Would you accept a cheating spouse's referral of a divorce lawyer? What would you think if the person who caused your injuries in an accident offered you the name of an attorney to consult? In Maryland several medical systems have lists of screened lawyers they feel comfortable referring patients to for possible medical malpractice cases. It's a situation that is sparking debate within the ranks of medical and legal experts.
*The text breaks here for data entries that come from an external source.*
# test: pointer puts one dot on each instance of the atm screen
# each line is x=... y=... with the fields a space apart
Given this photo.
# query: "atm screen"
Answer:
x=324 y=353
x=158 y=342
There are a number of organizations who follow the practice. They include MedStar Health, LifeBridge Health and the University of Maryland Medical System. Officials for those hospitals and attorneys on their lists say the referral system is a good thing for patient victims and their families. They say the focus is on resolving claims fairly and in a way that avoids protracted litigation. Officials say attorneys make the list by having a solid reputation and agreeing to accept reduced rates.

On the other side of the debate are those who say the referral system is rife with conflict of interest. They suggest that the attorneys on the lists might be inclined to favor the hospitals, rather than advocating wholeheartedly for their patient clients.

It's not clear how many referrals actually get made. The hospitals say not many. One example reported on recently by The Baltimore Sun involved MedStar. According to court documents from the lawsuit, a 57-year-old woman's thyroid surgery last summer resulted in complications. She suffered brain damage and a coma.

Two top hospital officials approached the family offering compensation. The family declined. The suit says the officials then provided the name of a lawyer, described him as a friend of the hospital's risk management director and an attorney who had previously defended the hospital in malpractice cases. The family opted for their own attorney.

The head of the Maryland bar association's ethics committee takes a middle ground on the issue. T. Christine Pham is quoted in the report as saying that hospitals referring patients to an attorney isn't inherently unethical. She says bar conduct rules prohibit attorneys from allowing referral sources to influence their professional judgment.

Supporters of the system further defend it as just one element of a larger ongoing dialogue about reforming malpractice litigation. MedStar says its driving motivation for using it is to get appropriate compensation into the hands of patients immediately, rather than after expensive, painful, time consuming litigation.